I wrote it in about an hour when I was struck by inspiration while preparing an asparagus risotto (which will be my new muse for the time being (Talia has been quite lazy lately and will be assigned to answering business mails for a while).I submitted it with 4 minutes to spare before the deadline, so many of the problems you noted, and which I could see too with a bit of hindsight, came from that. On the other hand that is exactly the spirit of the write-off, so I'm not complaining or anything.

This story was inspired by a paper about how time may be a byproduct of some quantum process. I didn't obviously understand it really, but neither did the characters so we are fine.

The framing device should have been a speech delivered by the narrator a couple of decades after the facts, at some gala or similar celebration. It didn't work. I had to cut too much and with too little time, and the ending suffered under it. I will have to learn that for the next time and dedicate more attention on how I close a story.

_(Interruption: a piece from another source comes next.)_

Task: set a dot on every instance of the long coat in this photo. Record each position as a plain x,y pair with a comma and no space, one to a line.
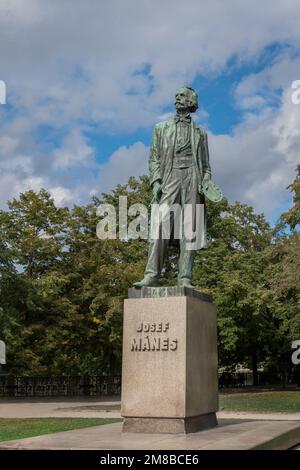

I missed the chance to specify that the underground lab wasn't exactly a secure facility and more haphazardly put together machinery in cellar. I hinted at it in the first draft but axed it because of the wordcount. I see now how that could be confusing. Also, Betsy was simply evil, there was no desire to protect George and only a strong urge to hurt the narrator.

I thought I stayed light on the technobabble, but it seems I was wrong. Also, knocking George out is the natural reaction when you meet someone that takes the Timecube seriously and is surrounded by heavy machinery. I suspect the problem is that that was a reference to a bit of nowadays obscure internet culture of the last millennium.

Thanks again to everyone else for the time and the comments.